Chemeche opens this learned study with bountiful color photographs by contrasting the African art incorporating horses with Western art. A statue of Alexander the Great, for instance, in Greece displays this Greek conqueror with sword drawn and cape flowing on a rearing horse representing Alexander as heroic and individual. Similar statues often of military figures are familiar throughout cities of Europe. By contrast, the African carvings incorporating horses represent beliefs about humanity, power, and society found throughout African tribal society in terms of particular tribal or regional styles or forms.
Horse and rider in African art compare with carvings of mother and child to depict the physical interaction and social significance of each; with the former representing power, protection, and rulership and the latter, nurture and bonding. The four following essays expand on Chemeche’s introduction by closer study of particular regional or tribal art with horses in terms of historical examples as well as elements of the carvings and tribal values and beliefs. John Pemberton in his essay on Yoruba carvings discusses the role of cavalry in the expansion of one empire, and how different terrains from open plains to thick forests affected this expansion. Permberton’s credentials as a professor emeritus of religion and African studies at Amherst College typify credentials of each of the authors.
After the essays come over 200 works of African art with horse riders (pages 41-377) grouped by their material of wood, metals, terra cotta, stone, ivory, and beads. There’s a page for each carving except for a few pages where there are close-ups of a part a particular one. The high-quality photographs of the individual art works against a plain background allow for appreciation of color, details, and integration of elements as well as overall form. Points from the essays are found to be instructive in appreciating and understanding the many, varied sculptures ranging in style from naturalistic to abstract.
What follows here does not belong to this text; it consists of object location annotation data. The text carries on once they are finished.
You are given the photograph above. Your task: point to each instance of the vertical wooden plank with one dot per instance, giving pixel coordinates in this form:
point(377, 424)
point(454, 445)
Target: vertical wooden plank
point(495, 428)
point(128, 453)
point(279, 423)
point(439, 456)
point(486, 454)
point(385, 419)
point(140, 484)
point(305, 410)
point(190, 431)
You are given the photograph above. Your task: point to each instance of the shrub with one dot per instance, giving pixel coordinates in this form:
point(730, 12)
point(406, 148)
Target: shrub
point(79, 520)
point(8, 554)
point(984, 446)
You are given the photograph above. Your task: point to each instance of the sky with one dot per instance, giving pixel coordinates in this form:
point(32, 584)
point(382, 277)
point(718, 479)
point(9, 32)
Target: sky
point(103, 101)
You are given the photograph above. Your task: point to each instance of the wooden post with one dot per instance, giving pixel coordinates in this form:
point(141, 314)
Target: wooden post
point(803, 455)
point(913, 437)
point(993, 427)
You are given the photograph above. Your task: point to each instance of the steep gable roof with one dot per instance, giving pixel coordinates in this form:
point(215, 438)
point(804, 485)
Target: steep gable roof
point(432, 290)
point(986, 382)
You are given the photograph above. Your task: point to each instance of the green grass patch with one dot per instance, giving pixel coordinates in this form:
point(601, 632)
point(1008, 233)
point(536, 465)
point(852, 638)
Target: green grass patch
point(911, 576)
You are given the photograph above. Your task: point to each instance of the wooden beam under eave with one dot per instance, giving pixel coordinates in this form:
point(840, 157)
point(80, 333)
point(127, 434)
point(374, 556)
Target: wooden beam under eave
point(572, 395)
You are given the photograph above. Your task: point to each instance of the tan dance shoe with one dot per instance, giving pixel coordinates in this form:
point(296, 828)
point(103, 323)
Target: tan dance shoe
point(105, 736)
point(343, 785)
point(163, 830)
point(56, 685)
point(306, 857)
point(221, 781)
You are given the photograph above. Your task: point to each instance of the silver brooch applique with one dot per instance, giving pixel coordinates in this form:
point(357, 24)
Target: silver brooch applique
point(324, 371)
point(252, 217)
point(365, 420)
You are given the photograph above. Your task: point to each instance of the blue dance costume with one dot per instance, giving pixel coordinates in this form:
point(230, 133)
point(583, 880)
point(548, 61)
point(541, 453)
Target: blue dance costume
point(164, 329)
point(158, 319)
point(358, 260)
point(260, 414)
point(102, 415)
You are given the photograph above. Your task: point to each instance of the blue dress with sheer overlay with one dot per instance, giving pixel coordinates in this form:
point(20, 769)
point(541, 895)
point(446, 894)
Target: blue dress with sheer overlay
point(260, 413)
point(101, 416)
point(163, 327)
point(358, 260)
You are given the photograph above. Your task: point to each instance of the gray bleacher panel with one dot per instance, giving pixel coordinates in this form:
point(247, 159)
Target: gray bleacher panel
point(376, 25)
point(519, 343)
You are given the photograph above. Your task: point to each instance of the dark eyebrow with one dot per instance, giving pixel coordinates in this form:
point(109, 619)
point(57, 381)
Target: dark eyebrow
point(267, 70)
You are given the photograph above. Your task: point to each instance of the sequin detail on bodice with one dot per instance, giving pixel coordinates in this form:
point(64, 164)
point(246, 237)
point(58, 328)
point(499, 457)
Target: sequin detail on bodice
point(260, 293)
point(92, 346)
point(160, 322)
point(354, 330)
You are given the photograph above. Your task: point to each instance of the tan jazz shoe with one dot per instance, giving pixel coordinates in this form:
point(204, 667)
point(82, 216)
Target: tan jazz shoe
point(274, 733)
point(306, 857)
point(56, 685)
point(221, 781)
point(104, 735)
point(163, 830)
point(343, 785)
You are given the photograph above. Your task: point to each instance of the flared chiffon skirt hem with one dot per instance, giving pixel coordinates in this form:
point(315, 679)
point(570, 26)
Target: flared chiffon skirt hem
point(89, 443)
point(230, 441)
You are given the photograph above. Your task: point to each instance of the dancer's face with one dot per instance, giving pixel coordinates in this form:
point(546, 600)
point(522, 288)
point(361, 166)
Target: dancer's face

The expertise of the essays on basics and background of this field of African art is welcome. In addition to this the usually taken-for-granted visual matter is noteworthy. Notes at the back list the varied, extensive sources for this. Among these sources are museums, galleries, and auctions, but also reference to 24 private collections which are not named. Thus an extra effort has been made by the editor and the publisher to present an exceptional gathering of African sculptures which is not likely to be superseded or repeated. The authoritative essays with a direct, useful relationship to study of the sculptures of the book as well as supplementary content and the incomparable visual matter assure the book to be a permanent central, fundamental work in this area.